Abstract
Objective
To investigate the accuracy of ultrasonic diagnosis using the tele‐ultrasound robot in Leishen Shan Hospital.
Method
Twenty‐two patients with novel coronavirus pneumonia from Leishen Shan Hospital voluntarily participated in this study. Their thyroids, neck vessels, hepatobiliaries and kidneys were scanned by both tele‐ultrasound robot manufactured by Imabot Co., Ltd, Wuhan and conventional method. The ultrasound diagnosis of each patient was compared, and the ultrasound images obtained by the two methods were mixed together and double‐blindly diagnosed by an experienced ultrasound radiologist.
Results
There were 44 positive lesions in 110 sites of 22 patients. Of which the two methods, 40 positive lesions were detected by the robotic method with 4 lesions missed (2 small polyps of gallbladder, 1 small hemangioma of liver and 1 small cyst of kidney) and 1 lesion misdiagnosed (normal carotid artery was misdiagnosed as carotid atherosclerotic plaque); 44 positive lesions were detected by conventional method with 1 small cyst of the liver was missed. There was no statistically significant difference in the accuracy rate between the robotic method and the conventional method using the chi‐square test of the four‐grid data (P>.05).
Conclusion
The application of tele‐ultrasound robot meets the standard of patient care during the pandemic. The method is feasible to provide adequate ultrasound information to diagnose common abdominal, vascular, superficial organ pathologies in patients with COVID‐19 with acceptable accuracy compared with a conventional ultrasound scan.

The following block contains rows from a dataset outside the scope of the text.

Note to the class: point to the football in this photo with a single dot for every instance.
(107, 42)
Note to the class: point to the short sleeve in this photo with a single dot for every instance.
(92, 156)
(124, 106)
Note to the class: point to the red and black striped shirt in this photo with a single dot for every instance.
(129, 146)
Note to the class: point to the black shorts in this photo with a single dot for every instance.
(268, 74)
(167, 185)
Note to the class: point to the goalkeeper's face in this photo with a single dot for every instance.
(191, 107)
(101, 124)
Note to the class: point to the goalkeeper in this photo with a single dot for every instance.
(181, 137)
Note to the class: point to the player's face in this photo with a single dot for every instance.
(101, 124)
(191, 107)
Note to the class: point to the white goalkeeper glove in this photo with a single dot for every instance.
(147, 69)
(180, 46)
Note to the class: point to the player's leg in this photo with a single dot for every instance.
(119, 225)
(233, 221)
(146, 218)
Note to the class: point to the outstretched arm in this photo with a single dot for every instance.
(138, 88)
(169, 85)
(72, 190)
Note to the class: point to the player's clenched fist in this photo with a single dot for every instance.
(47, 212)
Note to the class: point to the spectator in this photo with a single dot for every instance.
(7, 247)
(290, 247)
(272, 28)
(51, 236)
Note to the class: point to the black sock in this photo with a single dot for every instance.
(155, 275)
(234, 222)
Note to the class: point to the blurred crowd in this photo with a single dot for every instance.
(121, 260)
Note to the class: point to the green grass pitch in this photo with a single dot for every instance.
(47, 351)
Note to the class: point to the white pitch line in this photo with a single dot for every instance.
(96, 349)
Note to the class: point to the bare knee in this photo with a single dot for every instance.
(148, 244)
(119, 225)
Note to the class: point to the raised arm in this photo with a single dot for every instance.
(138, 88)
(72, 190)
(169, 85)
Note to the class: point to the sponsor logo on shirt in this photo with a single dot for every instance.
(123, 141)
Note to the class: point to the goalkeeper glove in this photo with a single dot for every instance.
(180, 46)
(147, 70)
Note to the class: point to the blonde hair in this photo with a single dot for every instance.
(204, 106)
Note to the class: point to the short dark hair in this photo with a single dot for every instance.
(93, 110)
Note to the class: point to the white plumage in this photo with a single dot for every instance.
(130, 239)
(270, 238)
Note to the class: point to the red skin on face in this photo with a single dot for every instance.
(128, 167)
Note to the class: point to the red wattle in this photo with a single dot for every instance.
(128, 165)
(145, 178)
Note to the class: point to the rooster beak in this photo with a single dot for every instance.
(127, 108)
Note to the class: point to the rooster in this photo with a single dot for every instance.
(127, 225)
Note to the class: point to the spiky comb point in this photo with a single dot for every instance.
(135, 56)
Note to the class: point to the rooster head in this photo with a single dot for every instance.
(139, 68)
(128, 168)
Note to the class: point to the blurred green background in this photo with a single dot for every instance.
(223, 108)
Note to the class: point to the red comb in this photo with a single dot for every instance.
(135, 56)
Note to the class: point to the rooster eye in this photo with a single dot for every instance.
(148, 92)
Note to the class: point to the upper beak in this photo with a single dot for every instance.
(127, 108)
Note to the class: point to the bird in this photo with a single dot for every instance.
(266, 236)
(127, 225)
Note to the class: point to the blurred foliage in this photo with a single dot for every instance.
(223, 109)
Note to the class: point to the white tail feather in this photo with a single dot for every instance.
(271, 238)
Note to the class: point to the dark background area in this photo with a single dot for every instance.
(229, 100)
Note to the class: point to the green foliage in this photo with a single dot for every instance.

Keywords: coronavirus disease 2019, novel coronavirus pneumonia, tele‐ultrasound, ultrasonic robot
Abbreviation
- AI
artificial intelligence
Objective
The novel coronavirus pneumonia (COVID‐19) is an acute infectious pneumonia which have a substantial heritability. Pneumonia patients with novel coronavirus infection are considered the main source of infection, of which the transmission ways are mainly dominated by respiratory droplets, but also through contact. 1 Although the source of the virus and human‐to‐human transmission are still unknown, an increasing number of cases appear to be caused by human‐to‐human transmission. 2 , 3 Since novel coronavirus can be isolated from feces and urine, attention should be paid to the aerosol or contact transmission caused by feces and urine to environmental pollution. In a relatively confined environment, there is a possibility of aerosol propagation in the case of prolonged exposure to high concentrations of aerosols. There may be an aerosol propagation risk in closed, unventilated areas, therefore, protection and isolation treatment are needed to prevent further disease spreading. 4 For ultrasound radiologist, there is a high risk of infection when close‐up scans of patients are needed, especially in isolation sites such as Leishen Shan Hospital. As a result, reducing unnecessary contact is of great importance. With the development and innovation of mobile information, 5G technology has redefined remote and mobile ultrasound, providing distance ultrasound services, extended medical services to outdoor, and even more complex field scenarios. 5 During an outbreak, ultrasound radiologists have to wear protective clothes when close‐up contact with patient and work for long hours in airtight places. That can be extremely uncomfortable. The emergence of tele‐ultrasound robot become a good remedy regarding this scenario. The tele‐ultrasound robot can minimize the contact between radiologists and patients, reduce the unnecessary consumption of medical workers in the shortage of medical resources, and plays an important role in the Leishen Shan Hospitals and general hospitals of novel coronavirus pneumonia combined with other diseases.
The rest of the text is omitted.